Alguém fala do próximo ano e eu digo: "Caso alguém esteja no meu lugar, mostrem tudo o que aprenderam, porque eu não educo vocês para serem bons comigo, mas para serem bons lá fora. E jamais me comparem com quem estiver com vocês." E ouço uma resposta curta e significativa. " E dá pra comparar?". Lágrimas rolam. Meu Deus, o que é isso?

Finalmente as mãos que começaram marcando as minha camiseta na primeira aula do ano, escrevem nas luvas que representam as mãos que se transformaram, o que eles querem receber e o que querem dar para o resto da vida. A mão esquerda recebe, a direita dá. E como último exercício, as mãos desenham pelo espaço, mãos direitas encontram mãos esquerdas. Abraços, abraços, lágrimas, um pouco mais de conversa. O último beijo na testa, uma foto em grupo e uma foto com cada criança. Já é tradição. Cada um receberá a sua.

Acabou.

Foi assim que aconteceu. Foi assim que essas crianças entraram em minha vida e nunca mais saíram. Eu torço para que elas sigam curando o mundo, encontrando mãos que possam receber tudo o que elas têm para dar e que também elas possam encontrar o que precisam. Já tinha amado antes, mas a experiência que tive com essas turmas servem como a confirmação, o arremate final, o segredo da alquimia perfeita: um educador que ama e encontra olhares dispostos.

Agradeço imensamente a todos que estiveram comigo nesta jornada. À toda equipe, aos de hoje e de ontem, aos que acompanharam de perto e de longe, mas acima de tudo a cada criança com quem tive o privilégio de conviver durante este Tempo de Escola. Vocês mudaram minha vida, chegaram e tomaram meu coração de assalto. Eu amo vocês de uma forma tão intensa. Se algo próximo disso, for o sentimento de ser pai, não vejo a hora de ter filhos. Enquanto isso, peço licença aos pais de vocês para chamá-los de AMORES DA MINHA VIDA. OBRIGADO POR TEREM VIVIDO COMIGO ESSE TEMPO.

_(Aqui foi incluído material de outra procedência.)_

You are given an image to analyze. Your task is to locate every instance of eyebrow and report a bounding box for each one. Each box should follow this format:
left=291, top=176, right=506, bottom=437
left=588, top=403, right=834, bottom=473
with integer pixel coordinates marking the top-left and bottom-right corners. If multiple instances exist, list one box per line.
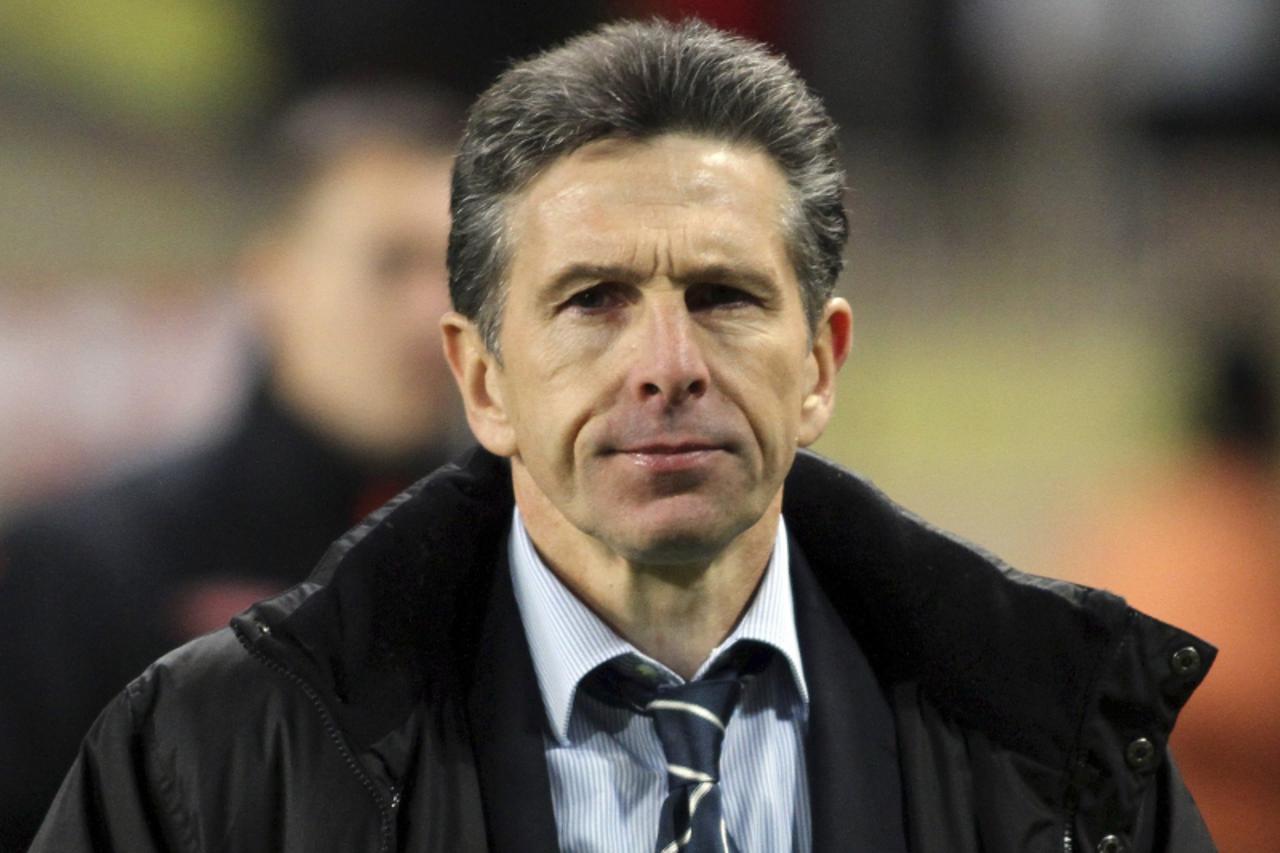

E hoje crio uma nova expressão para falar sobre o dia de hoje. Todas foram quartas fantásticas, mas esta será eternamente conhecida como a A QUARTA INESQUECÍVEL. \






2 comentários:

Anônimo disse...

Lindo! É triste saber que coisas incríveis se acabam ;; (((((( parabéns a todos que participaram disso , Varlei você é 10 ! Eu te amo muito ♡

Grace Luciana disse...

Varlei fico muito emocionada com o que li. Não é o fim é o começo para cada uma dessas crianças maravilhosas. Ter vc na vida delas irá mudar pra sempre cada uma das escolhas de vida delas. Quero muito que vc retorne, mas entenderei sua posição. O futuro a Deus pertence, mas peço a Ele que vc esteja lá. Minha total admiração e amizade a vc. Muito obrigada por existir.